In short, they asked administrators to lead by example; respond to staff’s ideas, complaints and successes; meet with staff; explain the reasons for decisions; limit administrators’ duties that take them away from schools; provide teachers “meaningful and purposeful” planning time; empower teachers to take risks and be innovative; and to have equal expectations for staff members’ contributions and students’ discipline.
Farnes and Hauptman said they want principals to be in schools, supporting staff and students.
“They should not be in endless meetings, costly conferences, and they should not be coaching sports,” the letter said.
Farnes said in an interview July 18 that many teachers have privately thanked her for the letter, which she publicly shared on social media. She said she wishes they would speak up.
She hopes that Gillette community members hold each other accountable within the school district. Parents should reach out to teachers if teachers haven’t reached out to them and administration and school board members should be more present and visible in schools and to be better listeners to teachers.
“I couldn’t even tell you who my board member was for Rawhide,” she said.
Forums where the district superintendent and deputy superintendent allow community members to ask questions about plans they intend to roll out would be helpful, she said.
“Everyone in the community is a stakeholder within the school district,” she said. “We all benefit from students getting quality education.
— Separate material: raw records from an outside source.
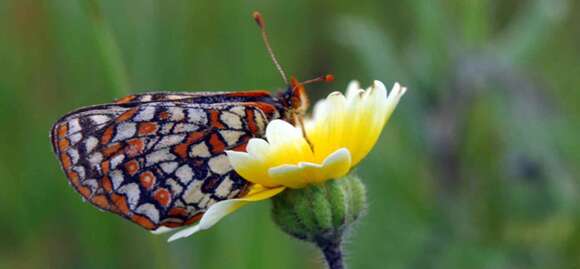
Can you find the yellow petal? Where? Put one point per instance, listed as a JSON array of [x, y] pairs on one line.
[[334, 166]]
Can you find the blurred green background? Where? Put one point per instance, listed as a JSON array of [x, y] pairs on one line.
[[478, 167]]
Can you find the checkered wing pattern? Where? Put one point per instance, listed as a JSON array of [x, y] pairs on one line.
[[154, 162]]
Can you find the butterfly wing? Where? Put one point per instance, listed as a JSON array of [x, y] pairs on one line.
[[156, 163]]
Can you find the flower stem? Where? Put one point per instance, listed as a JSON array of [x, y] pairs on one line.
[[332, 251]]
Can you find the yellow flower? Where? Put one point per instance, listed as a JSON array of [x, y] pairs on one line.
[[340, 134]]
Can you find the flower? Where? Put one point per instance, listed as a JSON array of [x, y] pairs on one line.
[[340, 134]]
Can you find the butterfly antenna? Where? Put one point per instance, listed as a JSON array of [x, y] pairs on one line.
[[324, 78], [260, 21]]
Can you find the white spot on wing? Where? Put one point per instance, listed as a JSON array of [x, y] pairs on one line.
[[150, 211], [220, 164], [197, 116], [239, 110], [169, 167], [74, 155], [92, 184], [232, 120], [176, 113], [184, 173], [125, 130], [115, 161], [159, 156], [170, 140], [117, 178], [75, 138], [91, 143], [185, 127], [176, 189], [80, 170], [146, 114], [132, 192], [193, 193], [231, 137], [95, 159], [260, 121], [200, 150], [74, 126], [166, 128], [99, 119]]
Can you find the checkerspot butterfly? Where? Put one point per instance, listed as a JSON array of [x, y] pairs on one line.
[[158, 158]]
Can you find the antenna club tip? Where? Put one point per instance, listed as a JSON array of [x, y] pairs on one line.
[[258, 18], [328, 78]]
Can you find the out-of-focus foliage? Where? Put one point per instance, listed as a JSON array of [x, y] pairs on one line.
[[478, 167]]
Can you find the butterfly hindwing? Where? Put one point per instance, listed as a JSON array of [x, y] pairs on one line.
[[157, 163]]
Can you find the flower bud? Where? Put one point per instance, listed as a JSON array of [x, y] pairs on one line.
[[321, 213]]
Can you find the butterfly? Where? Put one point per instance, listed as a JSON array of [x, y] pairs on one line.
[[158, 159]]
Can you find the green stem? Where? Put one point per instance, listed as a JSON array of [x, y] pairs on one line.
[[108, 50], [332, 251]]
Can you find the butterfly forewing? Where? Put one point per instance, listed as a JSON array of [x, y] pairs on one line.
[[158, 159]]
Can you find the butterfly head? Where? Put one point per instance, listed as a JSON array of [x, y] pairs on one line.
[[295, 98]]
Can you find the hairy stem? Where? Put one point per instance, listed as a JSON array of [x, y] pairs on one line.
[[332, 251]]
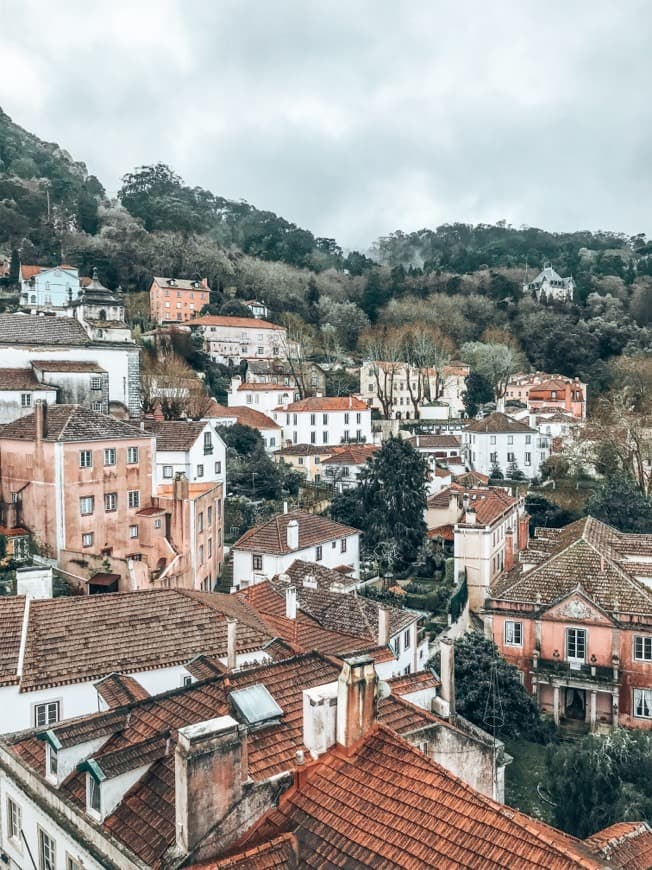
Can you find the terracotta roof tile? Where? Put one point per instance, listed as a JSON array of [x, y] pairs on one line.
[[271, 537]]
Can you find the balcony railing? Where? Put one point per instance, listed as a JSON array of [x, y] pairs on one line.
[[575, 671]]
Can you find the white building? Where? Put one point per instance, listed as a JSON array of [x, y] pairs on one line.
[[153, 636], [231, 339], [497, 440], [191, 447], [260, 397], [26, 339], [48, 288], [270, 549], [325, 420], [550, 285]]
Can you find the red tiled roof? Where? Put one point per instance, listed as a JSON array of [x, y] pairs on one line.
[[271, 537], [243, 415], [328, 403], [239, 322], [386, 805]]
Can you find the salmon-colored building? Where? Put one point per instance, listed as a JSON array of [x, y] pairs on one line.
[[83, 484], [575, 617], [177, 300]]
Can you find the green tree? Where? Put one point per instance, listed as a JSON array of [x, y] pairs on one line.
[[620, 503], [517, 715], [600, 781], [478, 392]]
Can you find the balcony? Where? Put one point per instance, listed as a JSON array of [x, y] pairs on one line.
[[574, 672]]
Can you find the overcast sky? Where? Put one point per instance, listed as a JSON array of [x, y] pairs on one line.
[[353, 118]]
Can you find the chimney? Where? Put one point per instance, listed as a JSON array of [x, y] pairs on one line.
[[291, 602], [447, 672], [210, 766], [41, 419], [509, 550], [293, 535], [231, 642], [383, 626], [356, 700], [180, 486]]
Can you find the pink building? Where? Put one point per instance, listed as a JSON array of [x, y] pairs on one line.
[[82, 483], [575, 617]]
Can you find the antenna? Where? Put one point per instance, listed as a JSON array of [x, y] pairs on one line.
[[494, 715]]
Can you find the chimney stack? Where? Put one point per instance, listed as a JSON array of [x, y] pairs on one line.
[[293, 535], [509, 550], [447, 669], [210, 763], [231, 642], [383, 626], [291, 602], [41, 419], [356, 700]]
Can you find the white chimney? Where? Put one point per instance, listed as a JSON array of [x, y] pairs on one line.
[[293, 535], [319, 718], [383, 626], [291, 602], [231, 645]]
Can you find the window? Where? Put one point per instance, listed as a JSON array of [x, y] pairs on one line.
[[46, 714], [14, 820], [642, 648], [643, 703], [513, 633], [46, 851], [93, 795], [575, 644]]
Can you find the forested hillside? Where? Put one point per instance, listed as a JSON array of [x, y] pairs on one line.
[[459, 283]]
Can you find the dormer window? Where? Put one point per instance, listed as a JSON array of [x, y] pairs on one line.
[[93, 796]]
And don’t get me wrong; I think there are phenomenal teachers here, and this is one of the best places to get an education. But there’s work to be done. We’re not perfect. … We’ve got to be open to criticism, and we’ve got to be open to making changes that need to be made, and listening to people that we may not want to listen to – like the Jen Farnes of the world.”
Farnes said July 18 that she mailed the letter to Superintendent Alex Ayers, Deputy Superintendent Kirby Eisenhauer and Campbell County school board members and that she did not receive a response.
County 17 emailed Ayers, Campbell County School District Board chairwoman Anne Ochs and Human Resources Director Larry Reznicek July 15 to determine whether they had received the letter and to provide them an opportunity to respond to it, addressing County 17 readers regarding the letter and any staffing challenges.
Ochs’ email response July 18 was the following:
“Things are going well as far as the hiring process. We certainly hope to fill all open positions by the time school starts! When great teachers leave our district, we are always sorry to see them go. We appreciate their years spent in the district, serving Campbell County kids, and we wish them well in their new endeavors. Thanks for your questions!”
Ayers and Reznicek did not respond to the County 17’s email.
Farnes said Aug. 3 that she has not received a response from school board members, Ayers or Eisenhauer. She said she completed a digital exit interview with human resources but did not receive a response to it.
Farnes said Aug. 3 that when she resigned, she felt it was the end of her classroom teaching days but in talking with other teachers and parents, she learned of growing interest in establishing a charter school.
“I have no idea where it will lead, but we are going to take the next steps,” she said. “When I resigned, I thought I had left education forever. Only time will tell.”
University of Wyoming College of Education Assistant Professor Mark Perkins, the president of the Rocky Mountain Association of Institutional Research and a faculty fellow at the Center of Business and Economic Analysis, conducted a study this spring with Wyoming Education Association on the general satisfaction and intent to leave of Wyoming teachers.
Sixty-five percent of the 700 teachers who responded to the survey said that if they could quit, they would but cannot quit due to financial or other reasons and that teachers reported having longer work hours and experiencing more incidents of aggression since the COVID-19 pandemic began. The report recommends focusing on teacher mental health, building community and professional support, reevaluating assessment practices and seeking ways to address increased workload.
Hauptman could not be reached for comment.